Tu és Pedro, e sobre esta pedra edificarei a minha igreja
São Pedro, o príncipe dos apóstolos, foi escolhido por Deus para liderar a sua Igreja, como ouvimos no Evangelho de hoje. Mesmo sendo um homem de temperamento forte, em alguns momentos medroso e, em outros, extremamente valente, chegou até a negar Cristo. No entanto, arrependeu-se sinceramente e, por fim, cumpriu a missão para a qual Jesus o havia chamado desde o primeiro encontro: ser a Pedra, o fundamento sobre o qual Cristo edificaria a sua Igreja.
São Pedro seguiu o mesmo caminho de seu Mestre. Foi crucificado e, segundo a tradição, de cabeça para baixo, por não se considerar digno de morrer da mesma forma que Jesus.
Além disso, as escavações realizadas nas Grutas Vaticanas e na necrópole sob o altar-mor da Basílica de São Pedro revelaram um túmulo do século I. O local foi identificado após a decifração de antigos grafites, entre eles a inscrição: “Pedro está aqui”. Em 1968, o Papa Paulo VI anunciou que os ossos encontrados naquele local foram identificados como pertencentes ao apóstolo São Pedro.
Para a fé católica, esses elementos reforçam a tradição de que a Igreja fundada por Cristo é a Igreja Católica Apostólica Romana, edificada sobre o fundamento dos apóstolos e, de modo particular, sobre São Pedro, a quem Cristo confiou o primado e a missão de confirmar seus irmãos na fé e apascentar a sua Igreja.
Para não afundar precisa estar na barca de Pedro
A nós também cabe anunciar, com coragem e sem temor, a Palavra de Deus, pois hoje somos os discípulos de Cristo, chamados a obedecer sempre às ordens do nosso Mestre.

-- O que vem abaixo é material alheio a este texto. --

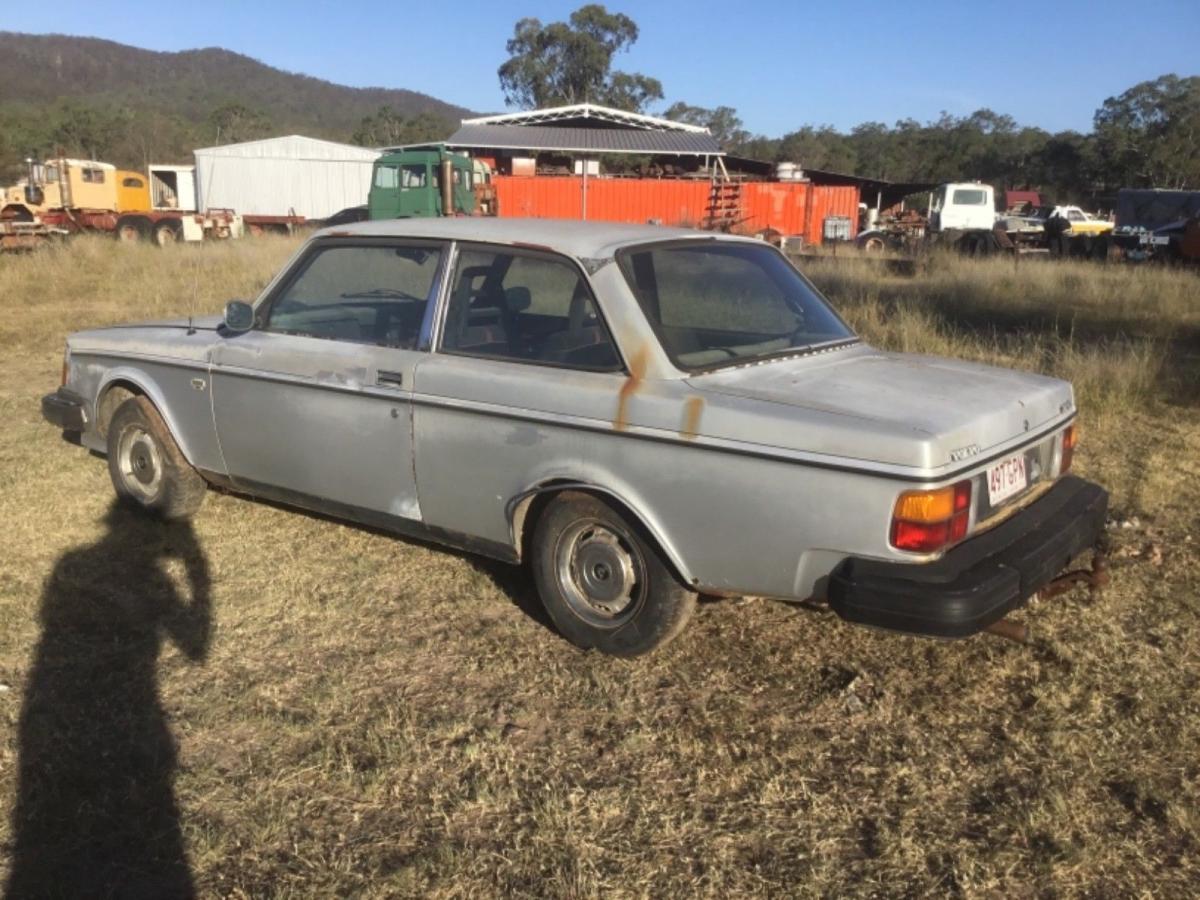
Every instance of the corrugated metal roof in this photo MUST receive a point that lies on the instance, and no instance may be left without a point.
(585, 112)
(601, 141)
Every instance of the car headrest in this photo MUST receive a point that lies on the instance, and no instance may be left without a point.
(517, 299)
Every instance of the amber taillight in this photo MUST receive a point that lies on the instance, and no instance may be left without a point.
(1069, 439)
(927, 521)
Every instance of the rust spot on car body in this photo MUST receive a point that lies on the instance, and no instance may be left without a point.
(693, 408)
(636, 373)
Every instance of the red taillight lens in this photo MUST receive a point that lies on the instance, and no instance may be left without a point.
(924, 521)
(1069, 438)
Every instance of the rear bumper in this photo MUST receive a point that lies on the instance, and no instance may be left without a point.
(65, 411)
(979, 581)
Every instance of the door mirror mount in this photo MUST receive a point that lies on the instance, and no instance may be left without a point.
(239, 316)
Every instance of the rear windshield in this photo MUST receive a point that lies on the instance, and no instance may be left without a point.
(970, 197)
(718, 304)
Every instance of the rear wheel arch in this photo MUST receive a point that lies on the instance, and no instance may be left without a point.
(526, 509)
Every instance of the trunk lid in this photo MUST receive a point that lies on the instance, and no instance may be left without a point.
(894, 408)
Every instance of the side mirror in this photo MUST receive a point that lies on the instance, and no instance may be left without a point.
(239, 316)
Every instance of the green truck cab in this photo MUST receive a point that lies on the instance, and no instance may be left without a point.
(417, 184)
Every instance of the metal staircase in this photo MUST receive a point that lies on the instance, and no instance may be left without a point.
(725, 209)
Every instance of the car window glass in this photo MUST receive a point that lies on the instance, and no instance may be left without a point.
(366, 294)
(723, 304)
(526, 307)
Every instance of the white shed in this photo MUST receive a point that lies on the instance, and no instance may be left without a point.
(286, 175)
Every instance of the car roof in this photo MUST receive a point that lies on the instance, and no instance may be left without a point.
(582, 240)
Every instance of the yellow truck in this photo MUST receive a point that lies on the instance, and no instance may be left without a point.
(67, 196)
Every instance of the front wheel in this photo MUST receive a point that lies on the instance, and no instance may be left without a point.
(147, 466)
(603, 582)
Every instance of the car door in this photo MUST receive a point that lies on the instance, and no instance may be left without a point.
(312, 406)
(523, 358)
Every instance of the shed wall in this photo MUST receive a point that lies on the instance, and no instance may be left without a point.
(276, 185)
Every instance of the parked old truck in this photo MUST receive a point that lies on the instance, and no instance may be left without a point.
(963, 216)
(418, 184)
(66, 196)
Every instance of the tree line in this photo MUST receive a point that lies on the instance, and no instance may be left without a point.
(1145, 137)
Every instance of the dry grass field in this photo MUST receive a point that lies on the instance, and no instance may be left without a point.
(271, 705)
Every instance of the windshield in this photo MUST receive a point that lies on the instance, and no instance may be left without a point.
(717, 304)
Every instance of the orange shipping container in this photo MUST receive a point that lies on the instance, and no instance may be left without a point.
(790, 208)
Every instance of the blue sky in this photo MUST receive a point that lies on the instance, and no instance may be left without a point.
(781, 65)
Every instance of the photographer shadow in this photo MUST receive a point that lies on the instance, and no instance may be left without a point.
(95, 813)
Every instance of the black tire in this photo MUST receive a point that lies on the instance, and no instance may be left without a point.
(132, 231)
(147, 467)
(603, 581)
(166, 233)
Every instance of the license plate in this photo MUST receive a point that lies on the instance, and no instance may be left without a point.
(1006, 478)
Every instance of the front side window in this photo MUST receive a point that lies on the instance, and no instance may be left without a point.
(533, 309)
(717, 304)
(387, 177)
(413, 177)
(970, 197)
(365, 294)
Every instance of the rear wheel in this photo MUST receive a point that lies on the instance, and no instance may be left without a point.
(147, 466)
(131, 231)
(603, 582)
(166, 233)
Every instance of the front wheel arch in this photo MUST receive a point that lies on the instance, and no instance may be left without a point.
(526, 508)
(120, 387)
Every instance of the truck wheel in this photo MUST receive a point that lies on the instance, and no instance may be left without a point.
(603, 582)
(166, 233)
(147, 467)
(131, 231)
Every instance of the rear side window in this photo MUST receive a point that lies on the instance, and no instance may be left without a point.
(723, 303)
(525, 307)
(364, 294)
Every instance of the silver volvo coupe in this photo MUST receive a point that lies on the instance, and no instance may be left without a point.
(641, 414)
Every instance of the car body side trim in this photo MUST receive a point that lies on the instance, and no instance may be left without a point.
(371, 519)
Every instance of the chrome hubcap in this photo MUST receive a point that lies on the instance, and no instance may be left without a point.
(139, 462)
(599, 573)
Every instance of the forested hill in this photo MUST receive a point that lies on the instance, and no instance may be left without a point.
(127, 105)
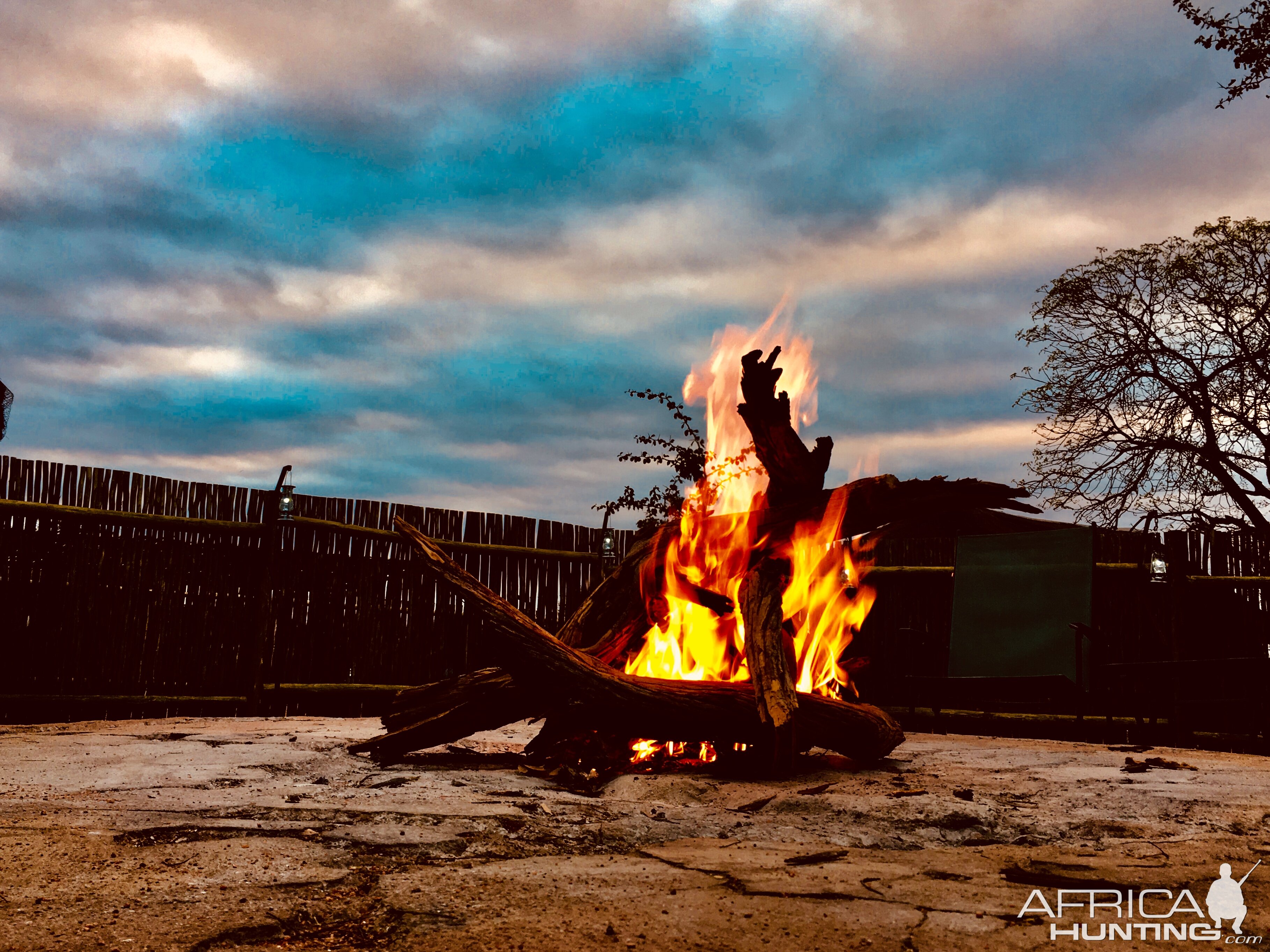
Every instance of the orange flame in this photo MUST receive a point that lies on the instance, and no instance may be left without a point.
(823, 603)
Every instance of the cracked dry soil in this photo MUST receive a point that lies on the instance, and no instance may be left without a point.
(216, 834)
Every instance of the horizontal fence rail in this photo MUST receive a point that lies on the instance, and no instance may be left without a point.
(124, 584)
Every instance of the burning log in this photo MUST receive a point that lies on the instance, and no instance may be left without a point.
(766, 594)
(603, 698)
(771, 660)
(793, 471)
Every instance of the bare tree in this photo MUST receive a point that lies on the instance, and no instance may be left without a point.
(1245, 34)
(1156, 380)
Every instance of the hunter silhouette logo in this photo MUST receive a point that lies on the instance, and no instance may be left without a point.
(1226, 899)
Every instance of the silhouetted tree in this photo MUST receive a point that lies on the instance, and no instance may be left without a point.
(1156, 380)
(1245, 34)
(685, 456)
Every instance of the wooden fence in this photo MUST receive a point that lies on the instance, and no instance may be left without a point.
(107, 599)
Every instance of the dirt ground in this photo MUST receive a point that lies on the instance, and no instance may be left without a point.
(215, 833)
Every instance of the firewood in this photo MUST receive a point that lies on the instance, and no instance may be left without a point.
(450, 711)
(771, 667)
(615, 616)
(609, 701)
(793, 471)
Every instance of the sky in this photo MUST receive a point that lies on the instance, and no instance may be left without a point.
(421, 248)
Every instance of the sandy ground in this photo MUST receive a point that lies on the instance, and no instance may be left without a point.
(214, 834)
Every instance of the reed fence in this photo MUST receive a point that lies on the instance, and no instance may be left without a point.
(107, 597)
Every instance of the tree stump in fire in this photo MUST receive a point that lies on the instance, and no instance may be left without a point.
(770, 653)
(575, 678)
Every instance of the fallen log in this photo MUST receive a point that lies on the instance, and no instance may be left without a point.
(554, 674)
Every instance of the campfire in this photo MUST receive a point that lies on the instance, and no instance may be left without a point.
(719, 637)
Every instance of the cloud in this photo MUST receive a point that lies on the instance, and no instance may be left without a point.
(422, 248)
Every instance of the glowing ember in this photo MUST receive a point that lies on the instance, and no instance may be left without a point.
(823, 608)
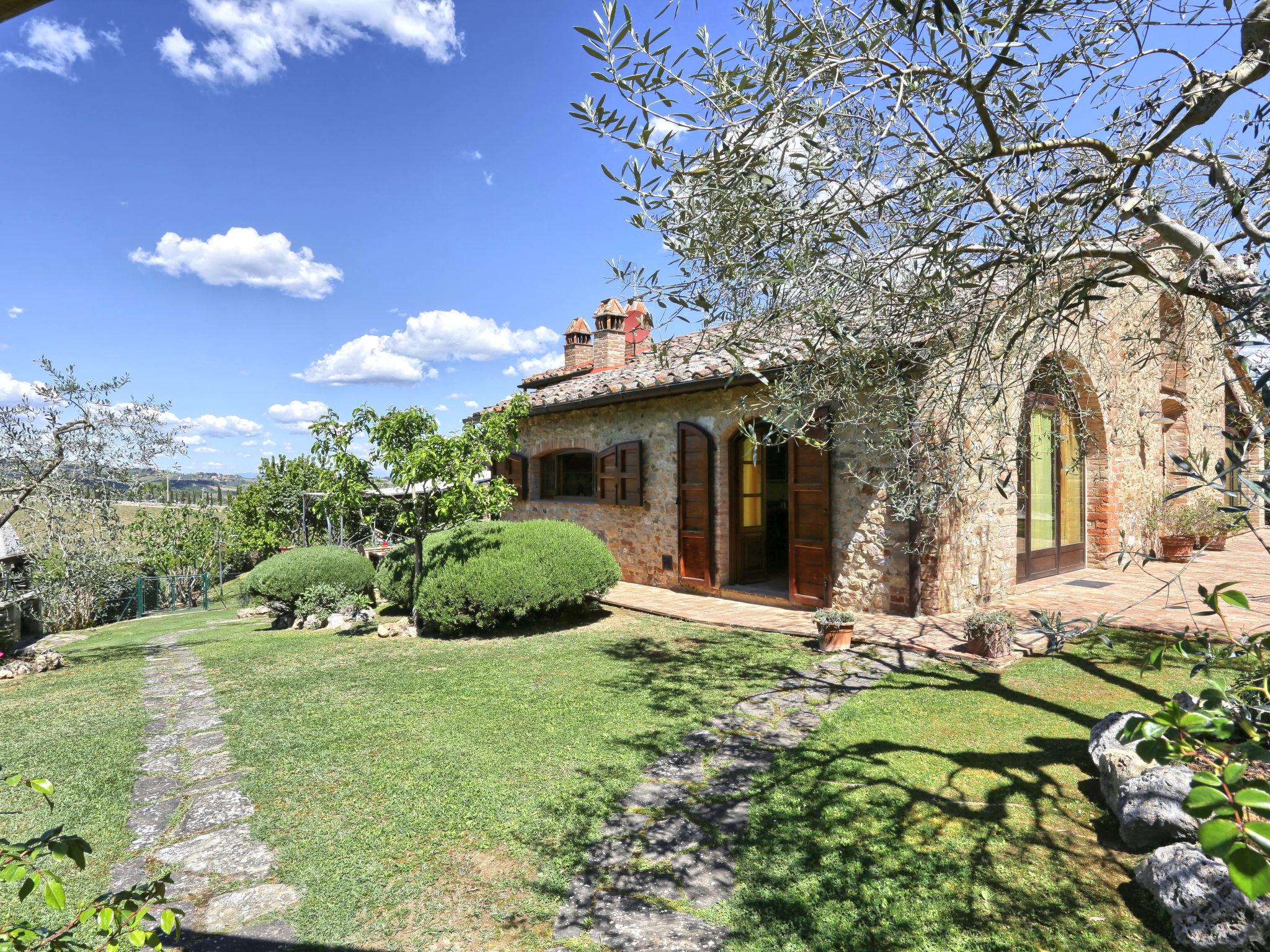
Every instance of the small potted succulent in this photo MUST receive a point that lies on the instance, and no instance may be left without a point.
(991, 633)
(836, 627)
(1174, 524)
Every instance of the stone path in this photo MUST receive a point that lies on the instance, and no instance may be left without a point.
(1140, 596)
(189, 814)
(670, 852)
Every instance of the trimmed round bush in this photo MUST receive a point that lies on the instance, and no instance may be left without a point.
(285, 576)
(486, 574)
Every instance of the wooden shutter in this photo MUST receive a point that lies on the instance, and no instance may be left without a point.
(518, 471)
(809, 523)
(607, 477)
(696, 506)
(512, 469)
(630, 487)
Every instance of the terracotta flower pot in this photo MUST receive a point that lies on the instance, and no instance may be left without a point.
(836, 638)
(1176, 549)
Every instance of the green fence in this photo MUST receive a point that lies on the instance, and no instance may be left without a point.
(171, 593)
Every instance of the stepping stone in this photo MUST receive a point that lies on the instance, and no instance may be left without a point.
(215, 809)
(624, 826)
(681, 765)
(573, 914)
(708, 875)
(149, 788)
(609, 853)
(667, 838)
(647, 884)
(231, 852)
(161, 743)
(214, 782)
(205, 743)
(257, 937)
(206, 767)
(231, 910)
(652, 796)
(633, 924)
(197, 723)
(149, 822)
(128, 874)
(728, 818)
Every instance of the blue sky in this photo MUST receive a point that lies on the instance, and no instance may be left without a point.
(451, 206)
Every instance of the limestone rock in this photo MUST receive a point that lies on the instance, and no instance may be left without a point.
(1116, 767)
(1151, 809)
(1208, 913)
(1105, 733)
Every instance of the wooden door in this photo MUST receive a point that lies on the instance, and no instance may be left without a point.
(696, 506)
(809, 523)
(750, 564)
(1052, 493)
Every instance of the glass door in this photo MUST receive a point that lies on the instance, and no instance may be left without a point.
(1050, 536)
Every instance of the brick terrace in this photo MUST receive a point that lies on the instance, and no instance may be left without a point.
(1151, 599)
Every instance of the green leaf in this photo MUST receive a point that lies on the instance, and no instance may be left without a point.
(1217, 837)
(1203, 798)
(1250, 873)
(1254, 799)
(55, 896)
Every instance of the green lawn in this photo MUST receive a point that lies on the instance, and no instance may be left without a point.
(437, 794)
(953, 810)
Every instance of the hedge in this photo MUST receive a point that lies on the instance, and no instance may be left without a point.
(486, 574)
(285, 576)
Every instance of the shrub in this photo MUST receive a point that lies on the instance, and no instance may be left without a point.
(991, 632)
(287, 575)
(324, 599)
(495, 573)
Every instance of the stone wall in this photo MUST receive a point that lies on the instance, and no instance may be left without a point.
(866, 553)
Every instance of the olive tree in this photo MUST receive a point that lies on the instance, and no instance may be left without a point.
(436, 479)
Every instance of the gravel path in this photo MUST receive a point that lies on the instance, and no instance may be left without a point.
(190, 815)
(670, 852)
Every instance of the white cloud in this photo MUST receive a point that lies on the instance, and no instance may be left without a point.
(12, 391)
(244, 257)
(249, 37)
(298, 414)
(538, 364)
(51, 47)
(406, 356)
(366, 359)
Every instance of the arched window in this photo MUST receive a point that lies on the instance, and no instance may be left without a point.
(568, 475)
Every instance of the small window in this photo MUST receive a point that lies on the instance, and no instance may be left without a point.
(569, 475)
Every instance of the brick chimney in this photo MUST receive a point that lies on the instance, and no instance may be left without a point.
(639, 328)
(577, 345)
(610, 340)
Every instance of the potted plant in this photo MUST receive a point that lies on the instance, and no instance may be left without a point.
(1174, 524)
(836, 627)
(991, 633)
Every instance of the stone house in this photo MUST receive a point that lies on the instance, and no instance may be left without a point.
(646, 448)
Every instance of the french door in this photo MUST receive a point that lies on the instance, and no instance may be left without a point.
(1050, 491)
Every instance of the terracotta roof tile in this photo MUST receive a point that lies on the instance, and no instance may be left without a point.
(685, 359)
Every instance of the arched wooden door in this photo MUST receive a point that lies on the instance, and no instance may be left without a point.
(1050, 536)
(696, 506)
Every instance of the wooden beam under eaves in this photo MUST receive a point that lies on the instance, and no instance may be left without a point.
(14, 8)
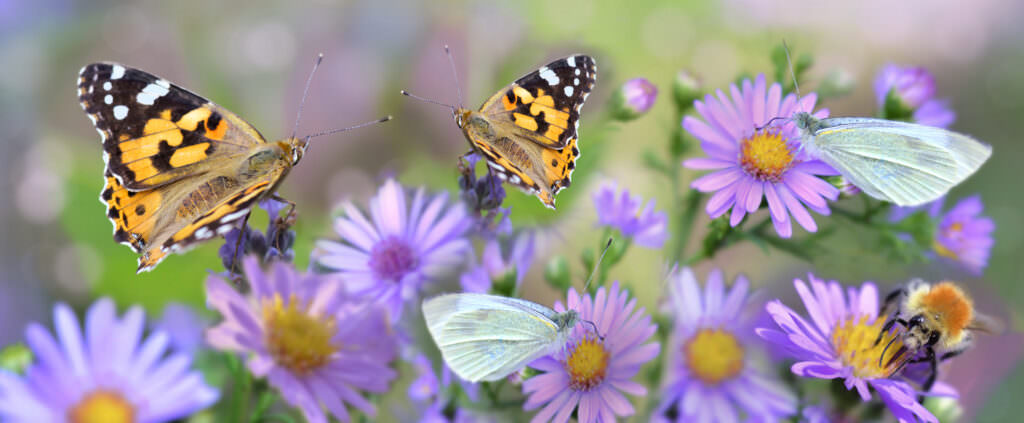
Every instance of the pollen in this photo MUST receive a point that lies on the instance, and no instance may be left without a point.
(714, 355)
(587, 365)
(765, 156)
(854, 343)
(101, 407)
(950, 306)
(297, 339)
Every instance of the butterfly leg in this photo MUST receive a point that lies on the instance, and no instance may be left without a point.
(283, 223)
(238, 245)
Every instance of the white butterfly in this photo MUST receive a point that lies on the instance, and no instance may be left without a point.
(486, 337)
(902, 163)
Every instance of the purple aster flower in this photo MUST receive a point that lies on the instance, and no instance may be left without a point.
(913, 89)
(634, 98)
(496, 265)
(311, 342)
(400, 247)
(621, 210)
(963, 236)
(713, 376)
(839, 343)
(752, 161)
(105, 373)
(483, 196)
(436, 395)
(590, 374)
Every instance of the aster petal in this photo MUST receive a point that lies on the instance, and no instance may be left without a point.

Não podemos ter medo de avançar, porque Jesus conta conosco hoje, assim como contou com os primeiros cristãos.
É importante lembrar que, se fizeram tudo o que fizeram com Jesus, com seus apóstolos e discípulos, conosco também não será diferente. O próprio Senhor nos advertiu de que seus seguidores também enfrentariam perseguições por causa do seu nome.
Portanto, a vitória não está em nossas próprias forças, mas na força do Espírito Santo, que continua agindo em nós da mesma forma como agiu em São Tiago, São Paulo, São Pedro e em tantos outros santos ao longo da história.
Que também nós, perseverando na fé até o fim, possamos um dia repetir as palavras de São Paulo: “Combati o bom combate, completei a corrida, guardei a fé.” E, assim, receber das mãos do Senhor a coroa da justiça, preparada para todos aqueles que permanecem fiéis ao seu amor.